Como você roubava os caras?

Eu deixava meu marido em casa, e ia para os “brega”. Até nos “brega” eu roubava. Durante uma dança e outra eu pegava a carteira, tirava o dinheiro e colocava no bolso deles novamente, mas vazia. Dá tempo para tudo isso. Até sentado conversando dá tempo. O cara se agradava de mim, eu enfeitiçava os caras. Eu era ajeitada, uma morena bonita e perigosinha. Era poderosa e abusada. Mas tinha um coração bom.  Se acabou seu dinheiro e está na fissura da droga, se eu tiver, eu te dou. Mas alguns eu prefiro roubar, porque não prestam

 

Vai continuar vendendo droga?

Sempre fiz isso, mas chega uma hora que tem que parar, né? Eu estou há três anos na cadeia e todo este tempo sem usar droga. Pode acreditar. E depois de três anos sem usar, não vai ser muita cara de pau da minha parte voltar a usar? Meu marido, o Jordan, está há 8 anos sem usar nada.

 

O que você pretende fazer quando sair?

Aqui dentro eu sou instrutora. Fazemos redes de futsal e vôlei. Fiz curso de pintura de moveis, terminei o ensino fundamental e estou no primeiro ano do ensino médio. Isto tudo para mim é lucro e eu só terei a ganhar se eu continuar assim. Se eu voltar só terei a perder. Então eu tenho que continuar assim. Eu quero continuar fazendo cursos profissionalizantes, como um curso administrativo, por exemplo.

 

Qual a sua maior motivação para continuar?

Das outras vezes a minha família me dava o desprezo. Mas agora não. Eu tenho uma irmã que é muito querida. Eu a amo demais. Ela veio aqui, passou humilhação com a forma como revistaram ela e a minha mãe. Hoje não fazem isso. Mas eu vi isso acontecer e eu prefiro que me torturem do que ver minha família assim. E não é bom você ver sua família sendo humilhada e maltratada por um erro seu. É bom? Não é. Isso doeu demais em mim. Quem tinha que ter sido humilhada sou eu. Minha mãe nunca mais veio me ver por causa disso.

 

Todas estas coisas têm feito você pensar nas suas atitudes?

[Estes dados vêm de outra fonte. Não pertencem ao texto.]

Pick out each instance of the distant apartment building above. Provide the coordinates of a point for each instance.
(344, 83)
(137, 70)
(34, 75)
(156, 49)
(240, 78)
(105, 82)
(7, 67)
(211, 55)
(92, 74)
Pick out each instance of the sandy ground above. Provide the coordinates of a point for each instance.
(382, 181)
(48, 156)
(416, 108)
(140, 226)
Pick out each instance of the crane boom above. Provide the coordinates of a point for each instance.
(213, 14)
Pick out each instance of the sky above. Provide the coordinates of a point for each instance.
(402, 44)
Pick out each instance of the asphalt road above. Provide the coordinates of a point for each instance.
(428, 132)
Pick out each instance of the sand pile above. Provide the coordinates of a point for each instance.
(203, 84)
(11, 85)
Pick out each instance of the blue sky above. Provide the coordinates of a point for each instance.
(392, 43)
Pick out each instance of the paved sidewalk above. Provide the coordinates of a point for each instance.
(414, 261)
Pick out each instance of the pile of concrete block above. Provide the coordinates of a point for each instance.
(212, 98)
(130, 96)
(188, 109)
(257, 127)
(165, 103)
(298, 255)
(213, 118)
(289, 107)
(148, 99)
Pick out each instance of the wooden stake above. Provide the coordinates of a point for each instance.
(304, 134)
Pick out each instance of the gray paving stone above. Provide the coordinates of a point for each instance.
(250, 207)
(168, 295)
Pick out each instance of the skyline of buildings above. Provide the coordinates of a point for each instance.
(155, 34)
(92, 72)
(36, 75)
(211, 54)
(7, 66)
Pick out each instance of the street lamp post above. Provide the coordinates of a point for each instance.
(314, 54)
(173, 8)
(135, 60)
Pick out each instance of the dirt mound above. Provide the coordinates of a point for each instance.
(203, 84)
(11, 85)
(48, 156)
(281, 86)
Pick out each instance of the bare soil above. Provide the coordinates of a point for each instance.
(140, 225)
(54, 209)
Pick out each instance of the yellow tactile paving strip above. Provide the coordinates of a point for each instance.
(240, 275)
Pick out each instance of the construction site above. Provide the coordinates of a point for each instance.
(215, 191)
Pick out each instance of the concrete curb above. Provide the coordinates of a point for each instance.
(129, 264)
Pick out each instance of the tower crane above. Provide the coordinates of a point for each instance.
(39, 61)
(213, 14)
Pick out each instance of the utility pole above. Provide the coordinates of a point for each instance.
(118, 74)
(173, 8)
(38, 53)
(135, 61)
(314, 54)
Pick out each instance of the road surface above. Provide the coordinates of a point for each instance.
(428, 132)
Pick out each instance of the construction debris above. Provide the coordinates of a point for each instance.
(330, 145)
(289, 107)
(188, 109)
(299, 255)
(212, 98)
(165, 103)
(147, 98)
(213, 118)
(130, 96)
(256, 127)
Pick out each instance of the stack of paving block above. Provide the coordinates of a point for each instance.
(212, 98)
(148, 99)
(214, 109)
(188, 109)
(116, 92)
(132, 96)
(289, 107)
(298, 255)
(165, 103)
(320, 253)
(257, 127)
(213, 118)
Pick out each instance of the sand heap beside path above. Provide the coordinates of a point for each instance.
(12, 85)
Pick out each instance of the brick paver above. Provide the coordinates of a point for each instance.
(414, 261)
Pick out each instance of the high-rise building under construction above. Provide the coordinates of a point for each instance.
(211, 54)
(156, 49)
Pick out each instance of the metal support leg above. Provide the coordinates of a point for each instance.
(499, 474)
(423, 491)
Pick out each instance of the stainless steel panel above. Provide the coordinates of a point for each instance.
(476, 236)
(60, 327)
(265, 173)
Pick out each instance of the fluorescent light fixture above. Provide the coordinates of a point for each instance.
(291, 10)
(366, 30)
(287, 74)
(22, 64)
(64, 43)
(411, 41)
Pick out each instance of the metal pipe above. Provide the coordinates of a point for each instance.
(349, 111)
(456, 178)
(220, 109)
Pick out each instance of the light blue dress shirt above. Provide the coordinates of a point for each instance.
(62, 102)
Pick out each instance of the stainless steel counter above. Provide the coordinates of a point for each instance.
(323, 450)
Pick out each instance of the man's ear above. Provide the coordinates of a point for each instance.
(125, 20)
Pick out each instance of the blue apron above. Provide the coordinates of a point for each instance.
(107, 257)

Sim, com certeza, porque eu sempre prometia para eles que eu iria mudar, mas não cumpria. Agora eu disse para minha irmã que não vou prometer nada mas vou fazer tudo, tudo o que eu puder para não voltar para a vida que eu tinha. Eu já me profissionalizei em pintura e com meus estudos eu tenho só a ganhar se eu colocar a minha cabeça no lugar. Se eu fizer diferente, se eu voltar a usar droga, por exemplo, o que vai acontecer? Eu vou voltar para cadeia e ver a minha família humilhada novamente. Eu tenho consciência que a culpa é toda minha.

 

E seu marido?

Meu marido é um guerreiro também. Não usa mais drogas e vem de 15 em 15 dias me visitar. Ele está me esperando.

 

O que você gostaria de dizer para a sua mãe e irmã?

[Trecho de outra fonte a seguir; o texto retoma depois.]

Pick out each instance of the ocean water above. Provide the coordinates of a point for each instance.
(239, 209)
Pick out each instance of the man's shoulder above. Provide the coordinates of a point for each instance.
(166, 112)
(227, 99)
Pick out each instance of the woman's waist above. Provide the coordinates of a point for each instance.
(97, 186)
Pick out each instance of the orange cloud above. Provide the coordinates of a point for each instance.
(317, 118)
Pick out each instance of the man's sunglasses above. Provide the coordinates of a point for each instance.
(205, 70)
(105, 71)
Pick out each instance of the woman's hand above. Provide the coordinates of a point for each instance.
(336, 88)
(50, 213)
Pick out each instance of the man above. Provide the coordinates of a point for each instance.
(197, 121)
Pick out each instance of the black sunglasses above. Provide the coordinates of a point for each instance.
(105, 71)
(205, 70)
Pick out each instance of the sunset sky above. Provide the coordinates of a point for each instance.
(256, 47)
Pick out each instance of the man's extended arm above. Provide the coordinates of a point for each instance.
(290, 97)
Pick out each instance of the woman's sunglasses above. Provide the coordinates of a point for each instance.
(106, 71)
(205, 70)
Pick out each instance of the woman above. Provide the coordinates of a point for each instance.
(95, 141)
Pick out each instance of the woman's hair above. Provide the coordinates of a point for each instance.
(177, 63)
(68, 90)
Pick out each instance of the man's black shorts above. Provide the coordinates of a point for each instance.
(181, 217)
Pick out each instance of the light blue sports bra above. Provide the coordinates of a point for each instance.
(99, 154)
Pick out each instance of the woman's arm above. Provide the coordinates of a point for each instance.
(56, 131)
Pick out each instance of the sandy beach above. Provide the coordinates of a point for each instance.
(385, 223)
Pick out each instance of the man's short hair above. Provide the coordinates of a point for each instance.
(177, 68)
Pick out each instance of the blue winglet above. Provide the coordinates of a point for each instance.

Que Deus as abençoe. Do fundo do meu coração. Que Deus as proteja todos os dias da vida delas e que Deus dê a cura para a minha mãe, em nome de Jesus. E para o Jordan, quero dizer que nós vamos viver um amor eterno.

 

Toda a sua vida você vendeu e usou drogas. O que você diria para quem está fazendo a mesma coisa?

Que pare, porque não vale a pena. A droga nunca me deu nada. Quem vende ou usa não tem nada. Ela pode até dar, mas ela mesma vai tirar. Algumas vezes eu dei pausa em tudo isso e trabalhei como feirante com minha família. Se eu tenho uma casinha simples, foi com dinheiro do trabalho que eu consegui. A droga não me deu nada. E para quem vende, pode acreditar, a casa vai cair. Em algum momento vai cair. Ou vai morrer ou vai para a cadeia. Não tem meio termo.

 

 

Patrícia S. C tem 33 anos, está presa há 3 anos e 6 meses e cumpre pena por homicídio e assalto. Patrícia foi condenada a 12 anos pelo


homicídio, dos quais cumpriu 3 anos e 6 meses e o restante vai cumprir no semiaberto. Como trabalha na prisão a pena pelo assalto foi reduzida e aguarda o momento de deixar a prisão.

 

“ Eu pretendo pedir perdão à família da mulher que matei quando eu sair daqui” Patrícia S. C.

 

E como você foi parar na cadeia?

Foi uma fatalidade. Me meti em uma briga. Eu estava com minha mulher em um bar de um conhecido e fazíamos um churrasco. Acho que por não aceitar duas mulheres juntas, uma outra mulher começou a me provocar e jogou bebida na minha cara. Eu deixei passar, minha mulher me acalmou. Mas ela veio novamente e na segunda vez, veio me bater e me ameaçou com uma faca. Eu poderia ter tomado a faca e deixado para lá, porque nunca tinha me metido em confusão, mas eu desferi vários golpes nela na frente de todo mundo. 9 no total. Eu fiquei ali esperando a polícia chegar. Porque a ficha caiu na mesma hora. A polícia chegou, eu confessei e mostrei a faca.

 

Você ficou presa três meses e depois foi solta por ter endereço e não ter antecedentes. Como foi o período em que você esperou o processo em liberdade?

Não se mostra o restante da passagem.